- SAIL Q3 FY17 gross turnover grows by more than 25% over CPLY
- SAIL EBIDTA positive for third straight quarter in Q3 FY17
- SAIL records 16% jump in sales and saleable steel production for April-December ’16 period over CPLY
New Delhi, February 09, 2017: Steel Authority of India Ltd. (SAIL) registered an increase in total sales by 16% and 12.5% for the April-December (9M) period and Q3 of FY17 with 9.66 Million Tonnes (MT) and 3.27 MT of saleable steel respectively over corresponding period last year (CPLY). The Company also registered highest ever 9M saleable steel production at 10.2 MT witnessing a growth of 16.5% and 9.2% growth in Q3 FY17 over CPLY. The growth in production & sales is driven by an all round improvement strategy of the top management by strengthening the entire value chain. During the 9M period, exports volume considerably rose and more than tripled as compared to CPLY, which are keeping in line with the company’s conscious strategy to expand globally.

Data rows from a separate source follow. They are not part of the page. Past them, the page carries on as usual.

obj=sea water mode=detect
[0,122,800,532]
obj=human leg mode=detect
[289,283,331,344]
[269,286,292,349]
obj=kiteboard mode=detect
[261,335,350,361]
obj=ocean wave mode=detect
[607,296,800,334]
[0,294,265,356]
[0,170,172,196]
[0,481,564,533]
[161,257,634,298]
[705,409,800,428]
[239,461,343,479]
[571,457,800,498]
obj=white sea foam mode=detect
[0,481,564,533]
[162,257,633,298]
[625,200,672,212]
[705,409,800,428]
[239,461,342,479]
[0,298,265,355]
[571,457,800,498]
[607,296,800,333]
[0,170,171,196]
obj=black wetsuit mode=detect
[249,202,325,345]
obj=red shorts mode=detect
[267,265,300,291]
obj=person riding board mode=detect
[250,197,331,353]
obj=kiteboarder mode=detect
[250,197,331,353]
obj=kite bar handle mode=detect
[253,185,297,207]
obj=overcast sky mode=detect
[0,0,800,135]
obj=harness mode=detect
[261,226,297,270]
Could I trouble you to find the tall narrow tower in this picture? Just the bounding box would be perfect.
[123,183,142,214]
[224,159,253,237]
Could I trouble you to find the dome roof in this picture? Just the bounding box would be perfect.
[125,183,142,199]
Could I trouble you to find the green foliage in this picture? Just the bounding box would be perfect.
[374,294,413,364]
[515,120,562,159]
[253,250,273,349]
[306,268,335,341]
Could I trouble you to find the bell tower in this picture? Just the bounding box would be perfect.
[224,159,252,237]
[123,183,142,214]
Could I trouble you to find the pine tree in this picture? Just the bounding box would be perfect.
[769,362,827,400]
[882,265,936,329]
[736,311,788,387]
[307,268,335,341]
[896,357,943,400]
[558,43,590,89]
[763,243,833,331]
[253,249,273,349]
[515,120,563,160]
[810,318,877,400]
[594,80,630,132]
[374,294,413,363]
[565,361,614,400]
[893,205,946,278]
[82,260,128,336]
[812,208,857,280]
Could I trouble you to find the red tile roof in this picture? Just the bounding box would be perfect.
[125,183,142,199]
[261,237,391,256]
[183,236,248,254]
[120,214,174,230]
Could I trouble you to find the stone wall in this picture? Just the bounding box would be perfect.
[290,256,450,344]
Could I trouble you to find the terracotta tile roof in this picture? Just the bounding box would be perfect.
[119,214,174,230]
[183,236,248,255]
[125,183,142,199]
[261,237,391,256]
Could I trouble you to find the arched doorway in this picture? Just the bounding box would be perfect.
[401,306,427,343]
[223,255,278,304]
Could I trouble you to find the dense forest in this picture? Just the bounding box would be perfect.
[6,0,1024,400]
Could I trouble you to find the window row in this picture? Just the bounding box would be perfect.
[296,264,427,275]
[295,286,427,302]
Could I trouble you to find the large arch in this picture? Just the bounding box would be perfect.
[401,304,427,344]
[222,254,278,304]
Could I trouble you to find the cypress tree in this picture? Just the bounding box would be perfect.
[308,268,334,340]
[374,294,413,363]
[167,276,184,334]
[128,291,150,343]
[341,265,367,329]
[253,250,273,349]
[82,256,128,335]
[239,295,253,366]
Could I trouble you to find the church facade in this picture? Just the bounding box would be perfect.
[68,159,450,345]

Owing to the improved sales volume across all products, SAIL’s gross turnover in Q3 FY17 was higher by 25.8% at Rs 12,490 Crores as compared to CPLY. Registering a positive EBIDTA for third straight quarter, the company recorded EBIDTA of Rs 26 Crores in Q3 FY17 as compared to (-) Rs 1052 Crores in Q3 FY16. The PAT for Q3 FY17 was (-) Rs 795 Crores as against (-) Rs 1481 Crores in CPLY. This is notwithstanding the high global met coal prices during the quarter impacting the margins sharply along with rising interest and depreciation charges dampening the financial performance.
Realizing the crucial challenges faced by the steel industry and rising domestic competition SAIL has already commenced the supply of long rails from its 1.2 MTPA new Universal rail mill, Bhilai. The Company is in its final leg of finishing balance modernization projects, ramping up production from new mills and achieving its rated capacity soon.
At the same time by adopting energy efficient technologies and cost effective production, the company has achieved improvements in its techno-economic parameters during both 9M and Q3 period (Coke rate, CDI and Blast Furnace Productivity by 3%, 14%, and 7% for 9M and by 4%, 23% and 2% for Q3) over CPLY. Also, in Q3 the best ever concast production at 2.94 MT with 8% growth over CPLY was achieved and expense per tonne of sales reduced by 7% over CPLY in 9M of FY17.
Speaking on the occasion, Chairman SAIL, Shri P.K. Singh said that, ‘the management’s sustained endeavor in adopting proactive approach across all its operations has improved our performance. Although continuing to adopt well chalked out cost reduction strategies, sharp rise in prices of imported met coal during the third quarter impacted the margins. With improvement in the share of value added products like high tensile plates, long rails, CR coils and structurals in our product basket and intensifying our marketing approach we aim to improve our market share. Along with this a companywide communication exercise is also being undertaken by the management to strategically convey company priorities to all employees for creating a shared vision. With government’s developmental policies in infrastructure, construction and manufacturing sectors, we are confident that it will generate greater demand for steel in domestic market.